Number 3 – That Your Students Aren’t at the Same Place as the Students You See on Social Media
It’s really easy to feel that your students are miles behind everyone else when you see people sharing pictures of Foundation students producing full pages or writing. However, basing how you feel about your teaching on the social media posts of others is a recipe for discontent. Instead, keep your eye firmly on your own students’ growth in reading and writing. If your students start the school year 6 months behind expectations and end the year on par, then you have achieved an extraordinary feat. Remember, there will always be other teachers to compare yourself with. Some students will be ‘ahead’ of yours and some will be ‘behind’. Yours are the only ones that matter.

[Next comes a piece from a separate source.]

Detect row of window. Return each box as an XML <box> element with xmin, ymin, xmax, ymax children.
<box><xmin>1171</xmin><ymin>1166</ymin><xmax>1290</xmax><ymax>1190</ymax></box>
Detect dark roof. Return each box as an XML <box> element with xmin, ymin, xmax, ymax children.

Number 4 – You Aren’t Teaching the Right Vocabulary
Two teachers can choose the exact same mentor text and choose completely different words to focus on in vocabulary lessons. Unlike phonics, vocabulary is not made up of a finite number of items and there is no magical list of vocab words that you must teach. No two classes or teachers will be the same, so don’t worry too much about finding the perfect words. Just choose words that your students will benefit the most from.
Number 5 – That You are Aren’t Doing Enough
The very fact that you may worry about this means that its unlikely to be the case. When it comes to doing ‘all of the things’ of structured literacy at a ‘gold standard’ level, I encourage you to aim high, but also be realistic. It is much better to be 'solid' in your literacy instruction across a range of areas than be a champion in just one. Consider how much of something is necessary for strong learning? Do you need to teach sentence structure explicitly every day or might one explicit lesson per week with many opportunities for practice be sufficient? Do you need to teach 15 vocabulary words a week or will 5 words taught in depth be enough?
If you find yourself losing sleep over any of the above matters, know that all will be well. Focus on what is important: moving your students from where they are to their next step in the most direct and engaging way possible. Aim for continual improvement in your teaching but don't expect that you'll do everything all at once. Learn from the experiences of others, but don't lose time comparing yourself to them. Your teaching journey is personal to you and remember - you won't break the children.